Setting up a mechanize browsing daemon is easy as shown below. I also use SpreadSheet::ParseExcel for the input.

#!/usr/bin/perl -w
use WWW::Mechanize;
use SpreadSheet::ParseExcel;

  use strict;
  use warnings;
  
my ($filename) = @ARGV;
my $mech =   WWW::Mechanize->new(autocheck=>0,timeout=>5);

# Currently this hard codes in the age group
my $base = "http://www.cmlibrary.org/programs/summer_reading/2014/splash.asp?id=1";
my $parser = Spreadsheet::ParseExcel->new();
my $workbook = $parser->parse($filename ) or die $parser->error;
my $worksheet = $workbook->worksheet('Sheet1') or die "No worksheet found";
my $username = " ";

To do the signup for each camper we loop over the rows of the spreadsheet and pull out the values we need with “get_cell”. Then we load the signup page with mechanize, select the form (the one I needed happened to be the 3rd one on the page). We use “field” to fill in forms, and “select” for drop-down menus (there were a bunch, I’ve only shown one here).
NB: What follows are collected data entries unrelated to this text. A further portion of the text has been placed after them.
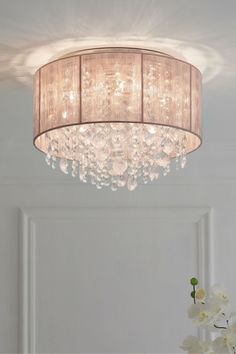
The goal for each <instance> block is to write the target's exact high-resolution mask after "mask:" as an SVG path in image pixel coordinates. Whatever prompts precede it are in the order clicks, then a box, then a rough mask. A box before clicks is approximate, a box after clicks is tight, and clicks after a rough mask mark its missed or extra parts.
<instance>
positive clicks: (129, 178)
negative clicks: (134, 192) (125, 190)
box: [127, 176, 138, 192]
mask: <svg viewBox="0 0 236 354" xmlns="http://www.w3.org/2000/svg"><path fill="white" fill-rule="evenodd" d="M137 185H138V183H137V180H136V178H134V177H133V176H130V177H129V178H128V181H127V188H128V190H129V191H131V192H132V191H133V190H135V188H136V187H137Z"/></svg>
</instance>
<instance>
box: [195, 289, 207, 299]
mask: <svg viewBox="0 0 236 354" xmlns="http://www.w3.org/2000/svg"><path fill="white" fill-rule="evenodd" d="M205 298H206V291H205V289H203V288H199V289H197V290H196V293H195V299H196V300H197V301H198V302H203V301H204V300H205Z"/></svg>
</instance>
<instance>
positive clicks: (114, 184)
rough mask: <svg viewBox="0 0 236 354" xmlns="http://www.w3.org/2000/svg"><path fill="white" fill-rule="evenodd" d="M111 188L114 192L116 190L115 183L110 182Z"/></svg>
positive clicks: (115, 184)
mask: <svg viewBox="0 0 236 354" xmlns="http://www.w3.org/2000/svg"><path fill="white" fill-rule="evenodd" d="M111 190H112V192H116V191H117V184H116V183H112V184H111Z"/></svg>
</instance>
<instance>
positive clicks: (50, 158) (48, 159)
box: [45, 154, 51, 166]
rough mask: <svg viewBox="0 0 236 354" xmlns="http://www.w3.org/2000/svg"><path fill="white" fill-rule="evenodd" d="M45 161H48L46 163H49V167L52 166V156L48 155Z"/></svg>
mask: <svg viewBox="0 0 236 354" xmlns="http://www.w3.org/2000/svg"><path fill="white" fill-rule="evenodd" d="M45 161H46V163H47V165H48V166H50V165H51V156H50V155H49V154H47V155H46V157H45Z"/></svg>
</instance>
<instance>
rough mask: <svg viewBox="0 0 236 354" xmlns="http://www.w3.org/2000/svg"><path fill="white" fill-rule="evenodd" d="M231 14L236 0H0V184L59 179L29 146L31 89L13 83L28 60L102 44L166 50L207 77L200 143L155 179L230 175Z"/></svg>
mask: <svg viewBox="0 0 236 354" xmlns="http://www.w3.org/2000/svg"><path fill="white" fill-rule="evenodd" d="M235 14H236V1H235V0H227V1H222V0H198V1H195V0H178V1H177V0H126V1H122V0H97V1H92V0H86V1H80V0H68V1H64V0H63V1H62V0H40V1H36V0H21V1H15V0H0V64H1V65H0V108H1V110H0V112H1V118H0V119H1V130H0V147H1V149H0V163H1V166H2V168H1V169H0V178H1V181H2V183H4V181H6V180H8V181H9V179H15V178H20V179H22V180H25V177H27V178H28V179H33V180H34V179H35V178H40V179H41V180H42V179H44V178H45V179H46V180H50V181H54V180H55V179H59V180H60V181H61V180H62V179H63V177H62V176H61V174H59V173H57V172H52V171H51V170H50V169H48V168H47V167H46V165H45V164H44V163H43V157H42V156H41V155H40V153H39V152H37V151H35V150H34V149H33V147H32V143H31V141H32V87H31V86H30V85H24V84H23V83H22V82H19V81H18V80H19V79H20V80H21V81H24V79H25V81H29V80H28V78H29V73H30V72H31V71H32V65H34V61H35V65H36V66H37V64H38V63H36V61H39V62H40V61H42V60H46V59H47V60H48V59H49V58H50V57H51V56H53V55H58V54H59V53H60V52H62V51H63V50H65V49H66V48H67V49H69V48H70V47H71V48H70V49H74V48H73V46H86V45H88V44H94V45H96V43H97V44H98V45H99V44H100V43H103V42H104V43H108V44H109V43H124V42H126V43H133V44H137V45H140V44H141V43H142V44H143V43H145V44H146V46H147V47H148V46H149V47H150V46H152V47H154V46H155V45H156V47H157V49H159V47H160V46H162V47H166V48H167V49H168V50H169V51H171V50H173V51H175V52H176V51H177V52H178V54H179V55H182V56H185V57H188V58H191V57H192V61H194V62H199V66H200V67H201V68H202V67H203V68H204V67H205V69H207V70H208V71H209V70H210V72H211V74H212V75H211V76H214V77H213V78H211V80H208V82H206V83H204V86H203V121H204V143H203V146H202V147H201V149H200V150H199V151H197V152H196V153H194V154H193V155H192V156H191V158H189V164H188V166H187V167H186V169H185V171H180V172H178V173H174V174H172V177H171V176H170V177H168V178H165V179H164V178H163V179H162V180H161V182H158V183H162V182H163V183H166V182H167V183H168V181H172V182H173V180H174V181H177V182H185V183H186V182H187V181H188V182H189V181H190V182H191V183H192V182H194V181H197V180H199V178H201V179H204V180H205V181H207V180H208V179H209V180H211V179H212V176H214V178H219V179H220V178H224V179H225V178H226V179H230V178H231V179H232V178H234V177H235V178H236V168H235V167H234V165H236V141H235V129H236V119H235V111H236V104H235V102H236V100H235V92H236V60H235V57H236V48H235V43H236V38H235V37H236V21H235ZM32 58H33V59H32ZM208 73H209V72H207V71H206V70H205V72H204V73H203V76H204V78H206V76H207V74H208ZM19 76H20V77H19ZM221 164H222V165H223V168H221ZM173 175H174V176H173ZM69 180H70V181H71V179H69ZM67 181H68V179H67Z"/></svg>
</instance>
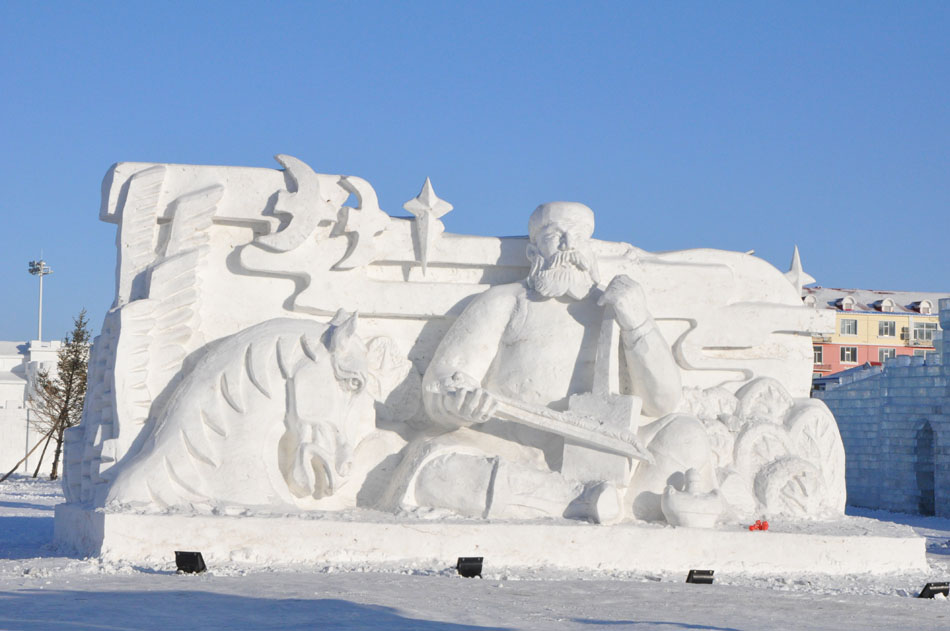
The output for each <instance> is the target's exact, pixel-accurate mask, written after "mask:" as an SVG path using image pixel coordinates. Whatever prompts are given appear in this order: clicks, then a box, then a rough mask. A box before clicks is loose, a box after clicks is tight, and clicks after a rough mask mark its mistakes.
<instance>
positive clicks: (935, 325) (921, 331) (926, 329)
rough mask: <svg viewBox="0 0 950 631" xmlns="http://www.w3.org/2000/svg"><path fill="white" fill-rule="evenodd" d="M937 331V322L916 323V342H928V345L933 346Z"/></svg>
mask: <svg viewBox="0 0 950 631" xmlns="http://www.w3.org/2000/svg"><path fill="white" fill-rule="evenodd" d="M936 330H937V323H936V322H914V340H915V341H917V342H926V343H927V344H928V345H929V344H932V343H933V339H934V331H936Z"/></svg>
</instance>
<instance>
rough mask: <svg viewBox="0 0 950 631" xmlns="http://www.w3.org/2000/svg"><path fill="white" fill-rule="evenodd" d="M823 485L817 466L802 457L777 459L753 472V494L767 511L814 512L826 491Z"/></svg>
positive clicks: (821, 476) (819, 506)
mask: <svg viewBox="0 0 950 631" xmlns="http://www.w3.org/2000/svg"><path fill="white" fill-rule="evenodd" d="M824 486H825V484H824V480H823V479H822V475H821V471H819V470H818V467H816V466H815V465H813V464H811V463H810V462H808V461H807V460H804V459H802V458H795V457H791V458H783V459H782V460H777V461H775V462H773V463H771V464H769V465H768V466H766V467H765V468H764V469H762V471H760V472H759V474H758V475H757V476H755V495H756V498H757V499H758V500H759V503H760V504H761V506H762V508H763V510H764V511H765V512H766V514H769V515H786V516H789V517H810V516H814V515H817V514H818V513H819V512H820V508H821V503H822V502H821V500H822V498H823V497H824V495H825V488H824Z"/></svg>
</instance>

Lastly, we click the “Create account” button and we’re all set:

for (my $row=3;$username ne "";$row++) {
	my $cell = $worksheet->get_cell($row,6) or die "Can't get cell";
	$username = $cell->value();
	$cell = $worksheet->get_cell($row,7); 	my $password = $cell->value();
	$cell = $worksheet->get_cell($row,0); my $firstname = $cell->value(); 
	$cell = $worksheet->get_cell($row,1); my $lastname = $cell->value();
	$cell = $worksheet->get_cell($row,2); my $phonenumber = $cell->value();
	
	if ($username) {
		print "Registring: " , $username. "\n";
		$mech->get($base);
		if ($mech->success()) {
				my $regform = $mech->form_number(3);
				#Fill fields in order of appearance
				$mech->field("form_fname",$firstname,1);
				$mech->field("form_lname",$lastname,1);
				$mech->field("form_phone",$phonenumber,1);
				$mech->select("form_library", 99); #Default library for now
				$mech->field("form_username",$username,1);
				$mech->field("form_password",$password,1);
				$mech->field("form_password2",$password,1);
				$mech->field("form_memo","This account was succesfully automatically generated",1);
				$mech->click_button(value=>"Create Account");
		}
	}
}

While I was filling out forms this time, I’m usually pulling data off a web site. This is actually easier than filling out forms — just load the page with “$mech->get($url)” and then access with page source with “my $page = $mech->content” or similar. Normally I read the page in line-by-line and use regex to pull out whatever I’m looking for. (Just remember, you can match known html easily with regex, but don’t try to parse it =).